Finance Minister Pravin Gordhan's maiden Budget presented in the National Assembly on Wednesday seems to have found favour with most political parties in the House.
However, most expressed concern at the high deficit and 25,5 cents a litre fuel taxes increase.
African National Congress (ANC) secretary-general Gwede Mantashe said that Gordhan had clarified a "sticky point" in terms of the South African Reserve Bank's mandate and independence.
Gordhan said in his speech that the Bank should pursue its mandate independently and without fear, favour or prejudice, as required by the constitution.
The Congress of the People's (Cope's) Parliamentary leader Mvume Dandala congratulated Gordhan for "sticking to a formula that had worked".
"Minister Gordhan placed great emphasis on galvanising the people," Dandala said. "We congratulate him for that."
Cope spokespeson Nic Koornhof was happy to have seen some leadership from the minister of finance.
"He put to bed the whole debate about the Reserve Bank, the value of the rand and he is sticking to the inflation targets.
"That's good news for the macroeconomic policies of South Africa".
Cope was concerned about debt levels.
"In 2015 we will go to debt of close to 43% of gross domestic product (GDP) - R1,3-trillion - that's too high.
"If you added the debt of the semi-State institutions, we will get close to 50% and the International Monetary Fund has warned emerging markets not to touch that level," Koornhof said.
Democratic Alliance (DA) leader Helen Zille said that "there was much more to welcome than to criticise" in Gordhan's speech.
"We welcomed Minister Gordhan's plans to focus on subsidising jobs for the youth and on transferring skills," she said, adding that it was time the government considered privatising State-owned enterprises (SOEs).
Steve Swart, of the African Christian Democratic Party, broadly welcomed Gordhan's "fair and balanced" Budget presented under difficult economic conditions, both globally and domestically.

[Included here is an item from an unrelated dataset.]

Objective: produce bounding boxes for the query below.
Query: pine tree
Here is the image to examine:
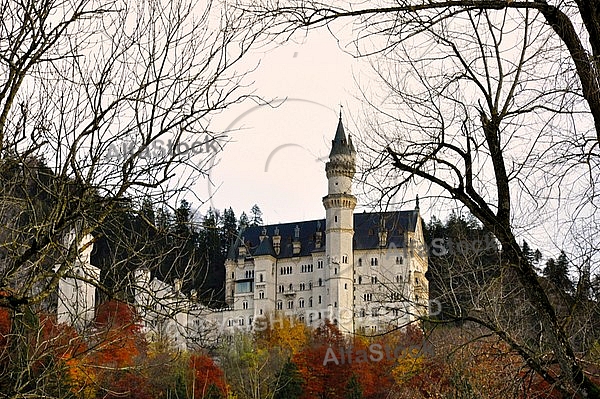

"The minister has not departed from government's prudent, yet expansionary and counter-cyclical fiscal policy, notwithstanding pressure from various quarters.
"He has also addressed monetary policy issues, such as the Reserve Bank's mandate, inflation targeting and the strength and volatility of the rand.
"This, we trust, will calm jittery foreign investors, who require certainty and predictability on economic policy."
Swart also expressed concern at the high deficit. Rising budget deficits, which were normally funded by borrowing, were not sustainable in the long run and led to spiralling debt-service costs, resulting in lower spending on service delivery and/or increases in tax rates, he said. Also regrettable was the increased tax on fuel by 25,5 cents a litre, which together with electricity hikes would place an additional burden on households and the economy.
Inkatha Freedom Party leader Mangosuthu Buthelezi welcomed Gordhan's honesty, saying he had not tried to bluff people and paint a rosy picture.
Buthelezi particularly welcomed the increased infrastructure and HIV/Aids allocations.
The United Democratic Movement's (UDM's) Stanley Ntapane said it was regrettable Gordhan had chosen to talk about "starting today" on job creation.
"The ANC government should've started 15 years ago," he said.
The UDM was also concerned about projected public debt rising to 40% of GDP by 2013, especially since lower-than-expected revenues might become a trend.
Higher fuel taxes were not welcome, as they increased inflation and further exacerbated the disproportionately high price of fuel in South Africa.
The UDM broadly agreed with the priorities of education, health, fighting crime, rural development, job creation, and municipal and housing investment, Ntapane said.